B.B.: Water is life. It holds a sacred dimension in many cultures and is a source of numerous conflicts. Regarding resources in general, and water in particular, we alternate between phases of cooperation and shared benefits, and phases where each party seeks to secure the largest share. We see this, for example, in Donald Trump’s interest in annexing Greenland in response to resource challenges. The conflicts over water usage in France reflect the same dynamics. More broadly, we are witnessing a global trend toward individualism. The challenge is to restore cooperation.

To conclude on a more optimistic note, could you share examples of positive initiatives, such as companies that have successfully transformed themselves to enhance their ESG impact, or young firms with business models that preserve natural resources?

B.B.: At Blue Like an Orange, we have demonstrated that it is possible to achieve financial performance meeting the return expectations of traditional institutional investors while delivering tangible impact—even when that impact is not formally priced. For example, we invested in clinics in Kenya, led by American doctors and located in highly disadvantaged neighborhoods. Consultations cost only two dollars, enabling them to treat around 1,500 patients per day—over half a million annually. The atmosphere in these clinics is strikingly positive, with children playing and a welcoming environment, in stark contrast to the often somber waiting rooms of French hospitals.
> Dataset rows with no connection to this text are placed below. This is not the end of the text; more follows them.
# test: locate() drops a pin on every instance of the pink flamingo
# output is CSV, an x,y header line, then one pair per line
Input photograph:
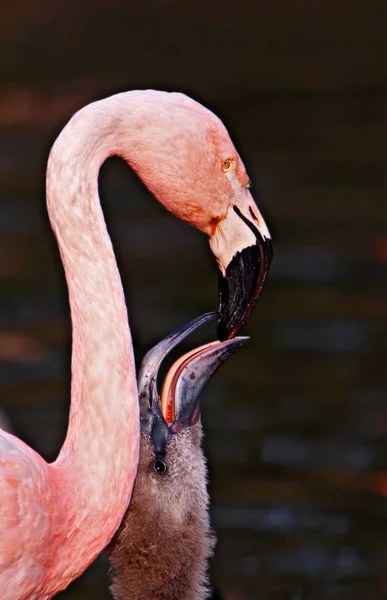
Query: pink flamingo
x,y
56,518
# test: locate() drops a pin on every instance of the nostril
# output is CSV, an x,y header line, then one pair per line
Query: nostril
x,y
160,466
C.M.: Ecofi has strong roots in the social and solidarity economy. At our scale, we create initiatives with local impact by bringing together local stakeholders, investors, and public authorities. One example is the chocolate brand Ethiquable, founded in the Gers region in the early 2000s and specializing in fair trade. In 2007, the company had 30 employees, and our investment essentially supported their working capital needs. Today, they employ 150 people, generate €75 million in revenue, have multiple locations across Europe, and have established a chocolate factory near their headquarters in Gers, creating many local jobs. It is a genuine success story. Another example I particularly appreciate, expected to be profitable from 2026, is Tom&Josette, which operates micro-nurseries within nursing homes. While the impact remains local and does not address global challenges directly, these are inspiring models that deserve attention and replication.